L’efficacité est un sujet connexe à celui de la valeur. Si « le marché se pose la question de la valeur réelle du CPM de la vidéo en ligne » selon Augustin Ory, Matthieu Le Cann précise « que la traduction d’un GRP TV sur une cible ensemble est aux alentours de 4€ du CPM, ce qui est très loin de rentabiliser la production vidéo d’un éditeur ». Or cette dernière est clé pour constituer des inventaires VOL. De l’intérêt de mesurer autrement l’efficacité de la VOL, notamment sous le prisme de la visibilité avec un consensus international autour du VCPM : « les annonceurs ne payeront désormais plus que ce qui est visible. » Les différents acteurs publicitaires s’étant mis d’accord autour de ce concept courant 2016 « ce qui est une véritable preuve de maturité du marché ».

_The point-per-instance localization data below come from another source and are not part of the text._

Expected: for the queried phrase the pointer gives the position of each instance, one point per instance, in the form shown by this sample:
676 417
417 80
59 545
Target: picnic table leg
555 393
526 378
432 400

S’automatiser davantage grâce au programmatique
Le programmatique bouleverse le marché de la VOL, mais pas autant que nous pouvions le penser. « La vidéo en ligne s’est ouverte aux achats programmatiques pour les dispositifs multi écrans, IPTV, ordinateurs, tablettes et mobiles » comme l’indique Pierre Ledieu. Mais « il reste à passer en programmatique la TV en direct, ainsi que le digital out of home. Il reste aujourd’hui des points techniques, juridiques et commerciaux à régler pour uniformiser les stratégies vidéo everywhere ». Citons certaines expériences en cours au niveau de la vidéo live des grandes chaines de TV qui permettent via le programmatique de remplacer à la volée des publicités du flux linéaire par des contenus ciblés grâce à la data online : il s’agit de l’Adswitching, déjà expérimenté par TF1 et NextTV.

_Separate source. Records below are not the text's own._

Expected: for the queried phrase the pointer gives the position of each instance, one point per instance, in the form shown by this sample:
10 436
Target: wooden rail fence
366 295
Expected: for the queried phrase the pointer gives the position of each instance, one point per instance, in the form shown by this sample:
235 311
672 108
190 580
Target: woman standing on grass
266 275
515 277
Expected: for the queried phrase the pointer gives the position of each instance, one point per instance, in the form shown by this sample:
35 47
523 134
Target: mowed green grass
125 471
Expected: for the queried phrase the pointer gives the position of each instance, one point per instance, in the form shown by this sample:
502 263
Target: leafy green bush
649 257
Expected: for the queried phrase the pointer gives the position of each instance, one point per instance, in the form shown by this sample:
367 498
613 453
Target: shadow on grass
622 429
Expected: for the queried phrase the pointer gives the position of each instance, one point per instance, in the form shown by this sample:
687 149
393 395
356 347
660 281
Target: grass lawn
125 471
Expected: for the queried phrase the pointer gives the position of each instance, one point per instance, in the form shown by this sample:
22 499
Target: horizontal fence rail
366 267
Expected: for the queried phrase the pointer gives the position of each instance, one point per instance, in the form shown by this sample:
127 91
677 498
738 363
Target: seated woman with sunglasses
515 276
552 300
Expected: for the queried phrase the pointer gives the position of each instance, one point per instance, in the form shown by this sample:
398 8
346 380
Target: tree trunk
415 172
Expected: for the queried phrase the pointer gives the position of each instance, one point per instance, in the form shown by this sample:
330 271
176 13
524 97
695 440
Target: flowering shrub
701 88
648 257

Et même sur des supports purement digitaux, la VOL n’est pas à la pointe du programmatique selon Augustin Ory: « une technologie comme le header bidding [mise en concurrence de plusieurs DSP pour tirer les prix vers le haut au profit des éditeurs] n’est pas encore disponible en vidéo ». La data et le retargeting vidéo semblent encore rare « avec une approche très TV de la vidéo : le même message, à tout le monde et au même moment ! ». Le co-fondateur de The Moneytizer tempère cependant : « à voir si le programmatique ne va pas tirer le marché de la VOL vers le bas ». Et dans ce cas, son « retard » technologique est potentiellement un avantage.

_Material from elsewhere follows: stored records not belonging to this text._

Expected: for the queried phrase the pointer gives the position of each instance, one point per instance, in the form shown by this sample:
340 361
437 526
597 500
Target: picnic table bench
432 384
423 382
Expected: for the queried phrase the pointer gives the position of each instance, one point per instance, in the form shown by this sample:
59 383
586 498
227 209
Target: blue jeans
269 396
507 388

S’affranchir de l’AdBlocking
Le pre-roll, en particulier le non skippable, est régulièrement cité comme le « usual suspect » de l’AdBlocking. C’est potentiellement après « 160 secondes de tunnel publicitaire en catchup que l’utilisateur peut être tenté d’installer un AdBlocker » comme l’indique Matthieu Le Cann, qui recommande davantage de mesure. L’enjeu est clé, alors que l’AdBlocking représente 36% des internautes français (20% de croissance en un an, et 54% des 15-25).
Or comme l’indique Augustin Ory, « la VOL n’est pas le suspect qui est systématiquement cité dans les études liées à l’AdBlocking. Sont davantage mis en cause la répétition, l’encombrement, le mauvais ciblage, et des formats comme l’interstitiel, en particulier sur mobile ».
Perspectives
Ce dossier en atteste, la vidéo en ligne n’en est qu’à ses balbutiements. Tant les opportunités offertes par le digital sont encore rarement exploitées par la VOL : l’interactivité, le shoppable ou encore un ciblage data poussé. L’enjeu n’est donc plus réellement technologique, mais avant tout pédagogique vis-à-vis du marché : à la VOL de mesurer chaque jour un peu mieux son efficacité grâce à ses propres spécificités et à elle de créer ses propres références.